Sia chiaro che le parole che io scrivo sono dettate da mie personali deduzioni e che esse potrebbero essere sicuramente applicate anche a proprietari (… odio questa parola!) di cani che non siano da caccia ma per loro comunque la difficoltá io penso sia minore perché sono convinto che ”l’essere un cacciatore” e “riluttanza nel esibire sentimenti” siano due cose direttamente proporzionali.

Nella mia attivitá, incontrando moltissimi cacciatori che avevano a seguito cani e dibattendo con loro su miriadi di argomenti relativi alla caccia e cani, ho avuto la possibilitá di trarne un paio di interessanti deduzioni.

Tutti i “cacciatori sentimentali” esitavano ad estraniare il loro rapporto con il cane in pubblico ma anzi tendevano a nasconderlo, quasi a vergognarsene e, nella stragrande maggioranza, erano persone che tenevono il loro cane nell’ambiente famigliare.

A vantaggio di ció devo comunque aggiungere che tutti dimostravano:

  • un grande rispetto per il loro compagno quadrupede
  • una ottima intesa e comunicazione con lui anche sul terreno di caccia
  • nessuna necessitá di uso di guinzaglio o peggio di strilli e schiamazzi per farsi ubbidire

e “dulcis in fundo”… praticamente tutti avevano maggiori possibilitá di godersi di piú la loro vacanza venatoria.

Insomma un sacco di vantaggi in paragone della maggioranza di quelli che tenevono il loro cane in un canile.

A ció va aggiunto che:

  • i cani tenuti in ambiente familiare vivevano in percentuale piú a lungo
  • continuavano a dare risultati soddisfacenti (nella caccia) fino a tarda etá;
  • si ammalavano decisamente di meno.

Morale della favola: chi da di piú, riceve di piú!

 

Certo questa é solo una mia impressione e ci possono comunque essere delle eccezioni … ma:

vuoi perché nell’ambiente famigliare il cane é piú curato, mangia meglio, sta al caldo; vuoi per un recondito effetto placebo (non sottovalutatelo!); vuoi che sia un intervento diretto di Padre Pio … ma i cani che nella vita ricevono cure e soprattutto affetto: campavano di piú ed erano attivi fino in tarda etá.

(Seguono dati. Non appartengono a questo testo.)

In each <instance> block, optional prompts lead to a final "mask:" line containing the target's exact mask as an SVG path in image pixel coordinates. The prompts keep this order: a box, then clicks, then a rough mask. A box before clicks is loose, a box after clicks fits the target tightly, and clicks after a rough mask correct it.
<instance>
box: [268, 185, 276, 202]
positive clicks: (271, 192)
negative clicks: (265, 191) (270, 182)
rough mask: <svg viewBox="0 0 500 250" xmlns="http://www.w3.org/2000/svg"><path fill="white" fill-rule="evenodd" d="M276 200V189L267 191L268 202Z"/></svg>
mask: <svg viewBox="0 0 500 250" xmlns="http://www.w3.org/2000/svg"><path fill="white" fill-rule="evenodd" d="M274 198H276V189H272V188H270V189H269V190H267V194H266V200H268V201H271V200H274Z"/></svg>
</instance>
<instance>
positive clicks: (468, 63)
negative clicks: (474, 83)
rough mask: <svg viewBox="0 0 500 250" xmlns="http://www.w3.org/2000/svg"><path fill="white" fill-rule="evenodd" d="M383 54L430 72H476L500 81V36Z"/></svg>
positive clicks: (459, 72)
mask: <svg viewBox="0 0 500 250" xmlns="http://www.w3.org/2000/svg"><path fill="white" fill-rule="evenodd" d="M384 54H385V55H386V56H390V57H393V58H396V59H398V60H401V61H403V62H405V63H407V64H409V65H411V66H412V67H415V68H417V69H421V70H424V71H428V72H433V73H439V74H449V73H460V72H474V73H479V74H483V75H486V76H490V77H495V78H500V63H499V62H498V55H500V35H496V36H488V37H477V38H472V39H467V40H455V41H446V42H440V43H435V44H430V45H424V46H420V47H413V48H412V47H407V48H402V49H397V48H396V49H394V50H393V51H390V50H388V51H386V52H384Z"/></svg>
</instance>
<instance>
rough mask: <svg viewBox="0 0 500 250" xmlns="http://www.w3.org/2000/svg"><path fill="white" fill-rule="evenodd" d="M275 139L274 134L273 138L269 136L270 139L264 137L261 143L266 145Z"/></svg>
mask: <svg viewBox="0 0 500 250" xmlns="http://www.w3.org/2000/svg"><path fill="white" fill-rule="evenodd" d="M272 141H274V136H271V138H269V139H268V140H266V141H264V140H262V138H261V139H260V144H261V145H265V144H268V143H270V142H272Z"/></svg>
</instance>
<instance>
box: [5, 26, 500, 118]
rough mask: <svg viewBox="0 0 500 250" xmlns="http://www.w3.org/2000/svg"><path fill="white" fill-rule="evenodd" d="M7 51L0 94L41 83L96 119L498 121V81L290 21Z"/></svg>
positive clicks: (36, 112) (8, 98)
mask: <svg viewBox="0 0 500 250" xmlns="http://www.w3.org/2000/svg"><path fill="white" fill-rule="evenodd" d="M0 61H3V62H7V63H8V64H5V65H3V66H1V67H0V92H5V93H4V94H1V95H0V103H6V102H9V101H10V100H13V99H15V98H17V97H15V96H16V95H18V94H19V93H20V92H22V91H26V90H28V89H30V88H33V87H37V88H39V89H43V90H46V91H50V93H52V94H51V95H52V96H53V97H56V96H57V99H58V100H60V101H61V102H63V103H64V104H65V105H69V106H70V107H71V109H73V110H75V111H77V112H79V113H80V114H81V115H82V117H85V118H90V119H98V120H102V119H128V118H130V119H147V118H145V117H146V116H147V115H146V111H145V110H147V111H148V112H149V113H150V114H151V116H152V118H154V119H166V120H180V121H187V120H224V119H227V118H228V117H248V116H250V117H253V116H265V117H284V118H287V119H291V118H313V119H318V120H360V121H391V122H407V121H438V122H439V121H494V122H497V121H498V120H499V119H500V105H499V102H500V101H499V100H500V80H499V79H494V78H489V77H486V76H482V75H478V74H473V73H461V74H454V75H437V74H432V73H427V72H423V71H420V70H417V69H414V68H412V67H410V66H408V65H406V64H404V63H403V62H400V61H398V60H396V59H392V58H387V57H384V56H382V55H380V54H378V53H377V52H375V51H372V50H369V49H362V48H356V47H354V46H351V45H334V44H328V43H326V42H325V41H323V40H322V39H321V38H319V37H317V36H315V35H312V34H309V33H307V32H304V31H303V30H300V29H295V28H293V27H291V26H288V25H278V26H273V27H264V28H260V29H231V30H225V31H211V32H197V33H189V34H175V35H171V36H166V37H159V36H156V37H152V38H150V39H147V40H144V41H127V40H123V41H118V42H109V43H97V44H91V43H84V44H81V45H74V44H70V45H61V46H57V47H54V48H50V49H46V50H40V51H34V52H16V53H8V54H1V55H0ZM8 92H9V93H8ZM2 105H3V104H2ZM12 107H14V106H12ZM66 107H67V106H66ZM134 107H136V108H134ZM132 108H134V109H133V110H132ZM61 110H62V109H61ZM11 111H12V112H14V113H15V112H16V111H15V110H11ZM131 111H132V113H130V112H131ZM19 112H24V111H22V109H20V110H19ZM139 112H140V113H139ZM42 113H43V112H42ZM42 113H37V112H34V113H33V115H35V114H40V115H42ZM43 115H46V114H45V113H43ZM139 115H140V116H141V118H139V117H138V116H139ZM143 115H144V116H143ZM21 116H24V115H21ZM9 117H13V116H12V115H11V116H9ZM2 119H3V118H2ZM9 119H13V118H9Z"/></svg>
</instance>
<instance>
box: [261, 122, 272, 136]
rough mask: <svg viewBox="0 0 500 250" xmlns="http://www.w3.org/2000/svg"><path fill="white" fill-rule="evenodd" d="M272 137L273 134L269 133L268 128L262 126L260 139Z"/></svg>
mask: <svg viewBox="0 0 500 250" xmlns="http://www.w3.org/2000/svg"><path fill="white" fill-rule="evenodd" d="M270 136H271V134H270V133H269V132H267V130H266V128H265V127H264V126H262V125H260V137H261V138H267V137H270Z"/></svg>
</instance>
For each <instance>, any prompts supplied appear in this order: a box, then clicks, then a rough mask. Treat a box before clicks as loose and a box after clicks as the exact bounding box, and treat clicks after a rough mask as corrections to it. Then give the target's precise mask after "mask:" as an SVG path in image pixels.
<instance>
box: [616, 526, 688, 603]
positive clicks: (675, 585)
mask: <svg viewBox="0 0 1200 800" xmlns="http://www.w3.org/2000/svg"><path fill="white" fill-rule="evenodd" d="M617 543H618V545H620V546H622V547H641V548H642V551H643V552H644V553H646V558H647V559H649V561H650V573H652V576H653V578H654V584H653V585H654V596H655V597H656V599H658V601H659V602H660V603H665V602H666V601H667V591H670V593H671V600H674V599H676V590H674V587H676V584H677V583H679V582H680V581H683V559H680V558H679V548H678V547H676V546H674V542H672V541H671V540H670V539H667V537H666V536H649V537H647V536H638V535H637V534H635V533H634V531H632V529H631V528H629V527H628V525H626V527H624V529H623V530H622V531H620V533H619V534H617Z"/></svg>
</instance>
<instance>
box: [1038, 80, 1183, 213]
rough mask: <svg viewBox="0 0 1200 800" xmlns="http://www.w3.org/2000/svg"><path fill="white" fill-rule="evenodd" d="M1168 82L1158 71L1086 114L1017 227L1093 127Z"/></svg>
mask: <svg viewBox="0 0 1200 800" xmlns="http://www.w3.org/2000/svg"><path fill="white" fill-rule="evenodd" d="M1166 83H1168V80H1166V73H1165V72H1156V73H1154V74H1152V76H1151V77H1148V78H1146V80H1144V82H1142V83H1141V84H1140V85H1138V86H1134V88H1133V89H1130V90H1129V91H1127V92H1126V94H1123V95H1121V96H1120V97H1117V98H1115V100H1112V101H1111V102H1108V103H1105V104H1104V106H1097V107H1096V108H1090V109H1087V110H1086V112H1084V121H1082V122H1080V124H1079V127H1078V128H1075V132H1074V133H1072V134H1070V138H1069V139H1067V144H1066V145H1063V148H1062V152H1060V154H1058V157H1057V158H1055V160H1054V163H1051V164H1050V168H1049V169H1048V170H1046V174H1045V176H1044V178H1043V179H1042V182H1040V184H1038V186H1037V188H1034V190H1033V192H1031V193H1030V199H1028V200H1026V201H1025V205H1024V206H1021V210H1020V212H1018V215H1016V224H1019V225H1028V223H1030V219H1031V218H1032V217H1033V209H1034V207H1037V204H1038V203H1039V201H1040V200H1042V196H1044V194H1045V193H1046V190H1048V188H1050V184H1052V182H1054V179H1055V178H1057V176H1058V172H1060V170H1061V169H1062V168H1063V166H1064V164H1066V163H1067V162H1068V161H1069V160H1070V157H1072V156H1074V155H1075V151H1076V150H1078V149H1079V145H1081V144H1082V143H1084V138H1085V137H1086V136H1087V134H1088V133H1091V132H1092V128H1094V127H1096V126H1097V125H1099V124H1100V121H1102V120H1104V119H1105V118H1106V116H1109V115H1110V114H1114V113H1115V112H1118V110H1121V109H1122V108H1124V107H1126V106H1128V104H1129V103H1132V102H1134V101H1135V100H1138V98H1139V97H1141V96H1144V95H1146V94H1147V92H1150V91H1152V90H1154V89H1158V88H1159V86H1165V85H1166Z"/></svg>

Io sono consapevole che non tutti hanno la possibilitá di tenersi il cane in casa e che le ragioni di ció possano essere/sembrare molteplici ma so anche che, spesso e volentieri, se queste ragioni vengono approfondite, possono rivelarsi fittizie, sbagliate o esagerate, ma “comunque e guarda caso”, sempre e decisamente….molto COMODE.

Diamoci un occhiata ravvicinata ad alcune di queste ragioni.

Preoccupazione per noi e/o il bambino perché il cane non é igenico:

Basta una semplice ricerca in rete e troverete moltissimi studi scentifici in cui é stato appurato che le persone e soprattutto i bambini cresciuti in ambienti dove erano presenti cani, dimostrano una resistenza nettamente piú forte a contagi e malattie in confronto con quelli che i cani non li avevano mai visti o se visti erano solo nel giardino.

Le preoccupazioni della moglie:

Questo é capibile in quanto nel 99% dei casi é lei che si occupa di tener la casa in ordine e pulita mentre il cacciatore é “in tutt’altre faccende affaccendato” ma, come rimedio, forse basterebbe dimostrare un po piú di buona volontá e il problema potrebbe essere aggirato … magari tirarndosi su le maniche e dando una mano.

N.B: Viene da se peró che, se al “Grand Giury” partecipa anche la suocera, di solito si verifica un netto peggioramento per soluzionare del problema

Insomma le ragioni possono essere molteplici e anche apparire insormontabili ed io, pur rimanendo a disposizione per discuterle e analizzarle in altra sede, rimango della convinzione che comunque:

… quando si vuole, si ottiene! …basta solo volerlo abbastanza.